Used the Sweep1 feature with the Jescar profile found online. Projected flat fret2find frets on fretboard top, had to explode original surface or it’ll project to bottom. Made a little script to quickly go through frets, probably an easier way to also select object and cap automatically. Need to model some strings and rest of electronics, screws etc. All new tools received already. Really excited!
_sweep1
_EnterEnd
_cap
http://docs.mcneel.com/rhino/5/help/en-us/information/rhinoscripting.htm
https://developer.rhino3d.com/api/rhinoscript/selection_methods/selection_methods.htm
Modelled some toneninja staggered tuners. used 2 rail sweeps for washers, boolean difference for pegs, illustrator logo. Should help me design some tweaks if need be. I tried to make the neck headstock as low as possible for lowered angle. May probably still need a string tree or two, hopefully not. Will do some jescar fretwire. Think I just need a 1 rail sweep and project radius on them.

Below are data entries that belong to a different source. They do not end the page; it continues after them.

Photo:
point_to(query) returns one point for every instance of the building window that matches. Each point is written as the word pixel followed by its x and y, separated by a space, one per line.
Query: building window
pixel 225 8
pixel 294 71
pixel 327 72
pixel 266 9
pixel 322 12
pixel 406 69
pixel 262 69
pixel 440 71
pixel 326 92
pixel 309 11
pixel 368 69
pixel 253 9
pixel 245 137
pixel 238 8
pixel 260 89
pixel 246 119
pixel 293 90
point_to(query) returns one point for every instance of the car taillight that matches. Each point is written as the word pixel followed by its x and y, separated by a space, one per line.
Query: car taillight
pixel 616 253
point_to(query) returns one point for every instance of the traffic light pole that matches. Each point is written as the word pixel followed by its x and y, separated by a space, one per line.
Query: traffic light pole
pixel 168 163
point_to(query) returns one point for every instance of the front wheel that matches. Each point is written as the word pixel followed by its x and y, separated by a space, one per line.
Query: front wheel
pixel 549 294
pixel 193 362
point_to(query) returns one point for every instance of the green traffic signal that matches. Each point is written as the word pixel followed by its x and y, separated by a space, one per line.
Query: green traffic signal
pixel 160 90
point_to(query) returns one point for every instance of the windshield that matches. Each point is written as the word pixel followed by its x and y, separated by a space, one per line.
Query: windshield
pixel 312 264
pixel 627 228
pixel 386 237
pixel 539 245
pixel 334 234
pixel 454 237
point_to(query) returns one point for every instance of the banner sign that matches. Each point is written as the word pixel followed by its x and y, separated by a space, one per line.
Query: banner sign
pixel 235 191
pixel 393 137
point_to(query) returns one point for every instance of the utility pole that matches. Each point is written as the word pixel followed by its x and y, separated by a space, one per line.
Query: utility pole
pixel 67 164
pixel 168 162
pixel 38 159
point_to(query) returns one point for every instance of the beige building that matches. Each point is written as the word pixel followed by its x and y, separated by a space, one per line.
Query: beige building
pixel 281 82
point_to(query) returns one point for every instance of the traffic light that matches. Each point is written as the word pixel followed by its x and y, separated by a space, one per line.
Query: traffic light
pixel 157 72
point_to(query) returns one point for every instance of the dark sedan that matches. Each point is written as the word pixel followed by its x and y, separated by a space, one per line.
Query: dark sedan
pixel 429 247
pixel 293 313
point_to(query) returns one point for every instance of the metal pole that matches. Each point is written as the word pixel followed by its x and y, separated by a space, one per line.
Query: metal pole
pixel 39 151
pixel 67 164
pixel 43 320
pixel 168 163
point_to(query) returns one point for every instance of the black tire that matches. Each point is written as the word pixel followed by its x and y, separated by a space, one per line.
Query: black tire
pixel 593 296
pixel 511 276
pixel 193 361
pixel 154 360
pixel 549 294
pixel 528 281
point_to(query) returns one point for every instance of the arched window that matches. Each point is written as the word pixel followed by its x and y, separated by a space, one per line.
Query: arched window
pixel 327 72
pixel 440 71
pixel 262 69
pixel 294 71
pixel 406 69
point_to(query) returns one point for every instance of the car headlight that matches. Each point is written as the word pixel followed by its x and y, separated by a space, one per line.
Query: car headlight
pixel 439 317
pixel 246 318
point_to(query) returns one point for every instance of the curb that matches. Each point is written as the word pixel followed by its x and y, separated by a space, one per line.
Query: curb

Created a 16.66″ radius. I tried the 7.25″ radius but my fretboard was way too thin. Plus bending is easier lower action. Classical guitar are totally flat. 12 might’ve worked fine but they are so common. higher radius more stability also. .1875 Thickness of fretboard.
Creating the fretboard radius wasn’t too hard, most people just project onto an extrude, issue is it doesn’t get surfaced. Good if you quickly want to make toolpaths but not for full renders.
Rhino, created solid fretlite fretboard, created circles radius snapped to back of guitar, then cap planar extrude. Boolean split. Extruded fretboard outline upwards to split the fretboard and then split the extrude again. Maple inlays used the osnap “between” button again to line things up, less human error.
Tomorrow, Figure out neck pocket height, model a guitar nut. Figure out if I can add cnc an angled neck pocket. Not sure If I can do this easily on CNC, don’t have 4 axis cutter unfortunately, think Schecter does it so you don’t need shim. Worried about neck volute, we’ll see how stable it is. Definitely a concern. Also may have to tweak spring spacing at nut. Maybe model some strings.
Created more control curves based on asymmetrical neck profile from first fret. Basically copied neck profile curve from fret one, added center point to mid line, relocated gumball to snap to point, resized horizontally, when close, snap to edge of fretboard. The higher up the volute harder to line up. Much smoother, not perfect, going to try to match curves better to line up zebra better. May match surface or blend surface. Almost there.